Dive Brief:
- Amazon’s fourth quarter online store net sales increased 10% year over year to nearly $83 billion, per a Thursday press release. The e-commerce giant’s physical store sales rose 5% to about $5.9 billion.
- Related retail operations also grew, with third-party seller services increasing 11% and subscription services jumping 14%. Amazon’s overall net income increased from $20 billion in the same period the year before to $21.2 billion in its latest quarter.
- Amazon expects companywide net sales for the first quarter of fiscal year 2026 to be between $173.5 billion and $178.5 billion, representing growth between 11% and 15% year over year.
Dive Insight:
For Amazon’s retail side of the business, the company is continuing to beat the drum on expanding its assortment with both higher-end products and everyday essentials.

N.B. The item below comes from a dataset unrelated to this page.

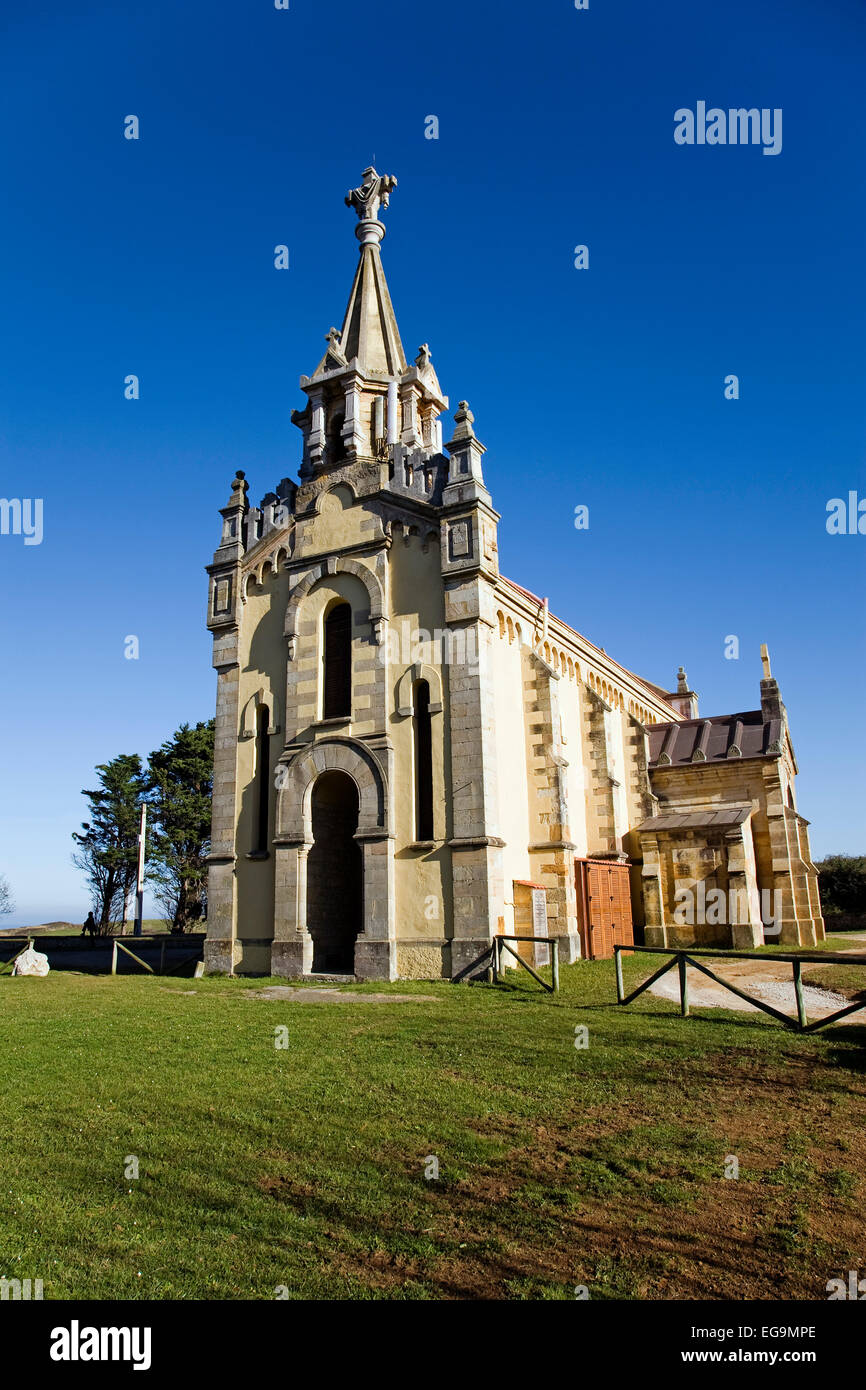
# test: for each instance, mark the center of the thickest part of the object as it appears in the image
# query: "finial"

“We're going to work really hard to expand selection,” CEO Andy Jassy told analysts on a Thursday call. “We have a lot more of those luxury brands that have built presences in Amazon had success and found that we could manage their brand presentation in the right way, and they've been very happy.”
Jassy’s comments come as the e-commerce company recently said it will continue operating a luxury online storefront despite Saks Global wanting to end its partnership with Amazon. Amazon developed its “Luxury Stores at Amazon” storefront about a year ago, which was curated by Saks Fifth Avenue. Saks Global is now seeking to end the arrangement as part of its bankruptcy process.
For its nonluxury assortment, Jassy noted that everyday essentials represented one out of every three units sold in fiscal 2025.
“[North American retail] and International benefited from an expanded product assortment, sharper pricing, and faster delivery,” Telsey Advisory Group analysts led by Joe Feldman said in an emailed note Friday. “Amazon's ability to fuel key growth opportunities — grocery, private brands, pharmacy, logistics, and generative AI — should make it more valuable.”
In addition to the assortment efforts, Jassy on the Thursday call highlighted the company’s quick delivery initiatives. The chief executive said it launched Amazon Now in India, Mexico and the United Arab Emirates, which provides delivery on thousands of items in 30 minutes or less. Amazon is also testing it in several communities across the U.S. and U.K.
Although the e-commerce giant maintained market share despite increasing competition, GlobalData Managing Director Neil Saunders said that there was a notable divergence between Amazon's online and physical store sales.
“The more lackluster store numbers were delivered even though Whole Foods continues to perform reasonably well, so they underscore some of the reasoning for Amazon exiting its own-brand physical grocery stores,” Saunders said in emailed comments Thursday.
Amazon in January announced that it would close all of its convenience-oriented Amazon Go stores, as well as its grocery-focused Amazon Fresh locations. An undisclosed number of those locations will be converted into Whole Foods Market stores.
Meanwhile, the e-commerce company is working to open a new store concept outside of Chicago, which will be its first big-box format featuring household essentials and groceries.
Amazon’s latest earnings results also come about a week after it revealed it will cut another 16,000 roles in a broader downsizing effort, adding to the previous 14,000 positions it cut in 2025. The company did not disclose how much of the latest reduction will impact retail operations positions.